Rotten Tomatoes Score: 47%
Metacritic Score: 50/100
IMDb Rating: 7.5/10
Wednesday, 3 July 2013
Director: Dan Scanlon Writers: Daniel Gerson, Robert L. Baird, Dan Scanlon Studios: Pixar Animation Studios, Walt Disney Pictures Cast: Billy Crystal, John Goodman, Helen Mirren, Nathan Fillion, Steve Buscemi Release Date (UK): 12 July 2013 Certificate: U Runtime: 104 min
In “Monsters University,” studios Disney and Pixar pay a grand revisit to the world of workaday boogeymen first brought to the big screen twelve long years ago in the wonderfully inventive computer-animated hit “Monsters, Inc.,” where the monsters in our closets were revealed to be harvesting our screams of terror to power their city. A belated prequel to that 2001 gem, this delightfully witty and thoroughly engaging follow-up transports us back to the college years of future best buds Mike Wazowski and James P. “Sulley” Sullivan, who before becoming the top scare team at the Monsters, Inc. factory were enrolled at the prestigious Monsters University with the same determined goal: to become the biggest scarer in all of Monstropolis.

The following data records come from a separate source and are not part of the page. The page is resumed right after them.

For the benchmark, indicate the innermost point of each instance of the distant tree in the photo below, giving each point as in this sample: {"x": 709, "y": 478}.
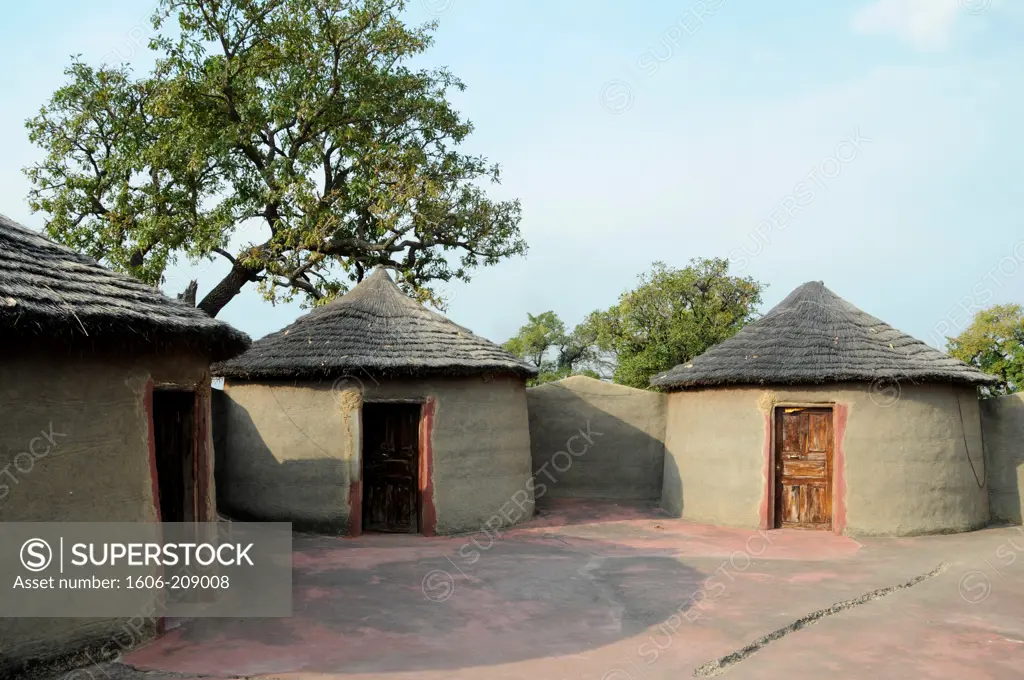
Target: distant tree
{"x": 301, "y": 118}
{"x": 994, "y": 343}
{"x": 544, "y": 342}
{"x": 537, "y": 337}
{"x": 672, "y": 316}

Once again voiced by Billy Crystal and John Goodman respectively, the walking, talking, hopelessly neurotic eyeball and blue-furred gentle giant initially clash heads in the institution's famous “scare program”: Mike is the brainy, unscary nerd with his eye always buried in a textbook while Sulley is the jockish party animal skating along on natural talent (and his loud, ferocious growl). When their classroom bickering goes one step too far and sees them unexpectedly booted from the program, the collegiate rivals decide to join forces along with a ragtag fraternity of misfits to win the annual Scare Games in a bid to prove to the tyrannical, dragon-winged, centipede-legged Dean Hardscrabble (Helen Mirren, “Hitchcock”) that they truly are scarers worthy of MU.
Along the way are the expected nods and winks to coming events seen in the previous film — Steve Buscemi’s slithering future-nemesis Randall is greeted with a villainous music cue before he’s cheekily revealed to be a nervous dweeb — but unlike most tampering movie prequels, this leaves little to snarl at as it seamlessly expands upon the universe and character backstory of the first film while standing mightily on its own two furry feet. Writer-director Dan Scanlon and co-writers Daniel Gerson and Robert L. Baird have fun in paying homage to other, more adult-oriented campus comedies — older viewers will be reminded of the likes of “Animal House” and “Revenge of the Nerds” — while filling the screen with colourful characters sporting jagged fangs and multiple heads.
Messages about the values of teamwork and honesty are touching and well delivered, but where the film’s throbbing heart truly lies is in the growing central relationship between Mike and Sulley, whose bromance blossoms once the Scare Games begin and whose friendship in the original “Monsters, Inc.” is enriched rather than spoiled by this heartfelt and often hilarious origin tale — that is, after all, what prequels are supposed to do, aren’t they? Worries that Pixar had lost their way following the clunky mechanics of the needless “Cars 2” should now be well and truly dispelled: this, alongside their enchanting 2012 feature “Brave,” helps recrown the computer animation company as the undisputed kings of American animation.